Ihr werdet sein wie Gott und wissen, was gut und böse ist.

1. Mose 3,5

So lautet die verführerische Stimme des Versuchers. Von Anfang bis heute ist diese Stimme die gleiche. Doch was ist so schlimm daran? Will Gott etwa nicht, dass der Mensch weiß, was gut und böse ist?

„Ich weiß selber, was für mich richtig ist!„ Wie oft haben Eltern so etwas schon von ihren Kindern gehört? Auch Seelsorger oder Diakone erleben das, wenn sie Menschen ansprechen, die dabei sind, sich selbst oder anderen zu schaden.

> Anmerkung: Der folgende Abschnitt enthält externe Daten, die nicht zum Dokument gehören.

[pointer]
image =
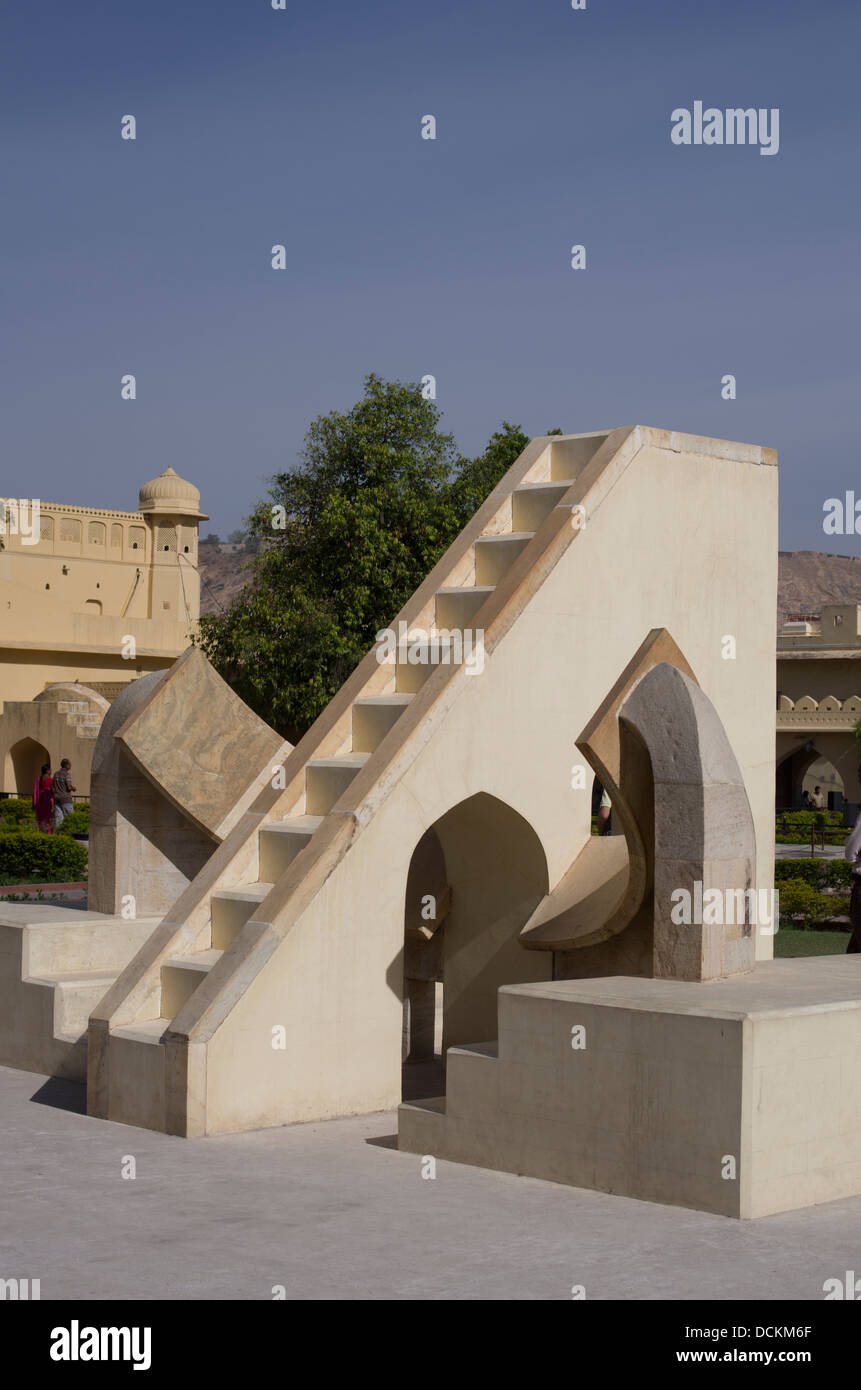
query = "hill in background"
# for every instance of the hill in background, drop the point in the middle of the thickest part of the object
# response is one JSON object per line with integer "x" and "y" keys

Es stimmt ja, dass jeder Mensch frei ist, für sich selbst zu entscheiden. Diese Freiheit darf ihm nicht genommen werden. Aber was können Menschen entscheiden? Wir können entscheiden, was uns wichtig ist oder nicht, was wir tun oder unterlassen, welchen Weg wir einschlagen und vieles andere mehr. Doch kein Mensch kann bestimmen, was gut oder böse ist! Das ist bereits gesetzt. Was zur Erhaltung und Entfaltung des Lebens dient und was das Leben schädigt und zerstört, das hat Gott festgesetzt. Es ist sein Gesetz. Menschen können sich für das Gute entscheiden. Dann werden sie Gutes tun und erleben. Oder sie können sich für das Böse entscheiden, dann werden sie Böses bewirken. Die Folgen wirken sich über Generationen aus. Am Ende sind wir nicht einmal mehr in der Lage, das Gute zu tun, das wir wollen. Darum brauchen wir alle Erlösung.

Erlösung wovon? Zuallererst von dem unseligen und anmaßenden Anspruch, selber bestimmen zu wollen, ob etwas gut oder böse ist. Nichts wird nur dadurch gut, weil es uns nützt. Die Maßstäbe und Gesetze des Lebens kommen von Gott. Und sie gelten für jeden, egal ob er an Gott glaubt oder nicht. Hier haben wir keine Freiheit. Menschen sind frei, sich zu entscheiden, aber kein Mensch ist wirklich „autonom„, das heißt er ist nicht „selbst das Gesetz„.

Wo nach Gott gefragt wird, weil er es besser weiß –weil das Leben von ihm kommt –, da beginnt die Erlösung. Wir können uns jeden Tag an ihn wenden. Er lässt uns nicht allein. Er hat uns sein Wort gegeben. Sein Angebot der Vergebung gilt. Alles, was zum Leben dient, hat uns Gott in Jesus Christus und seinem Wort geschenkt (2 Ptr 1,3). Wer das glaubt, erfährt Erlösung. Er wird frei, sich täglich neu für das Gute zu entscheiden.

Herr, leite mich heute mit deiner Güte in allem, was ich denke und tue.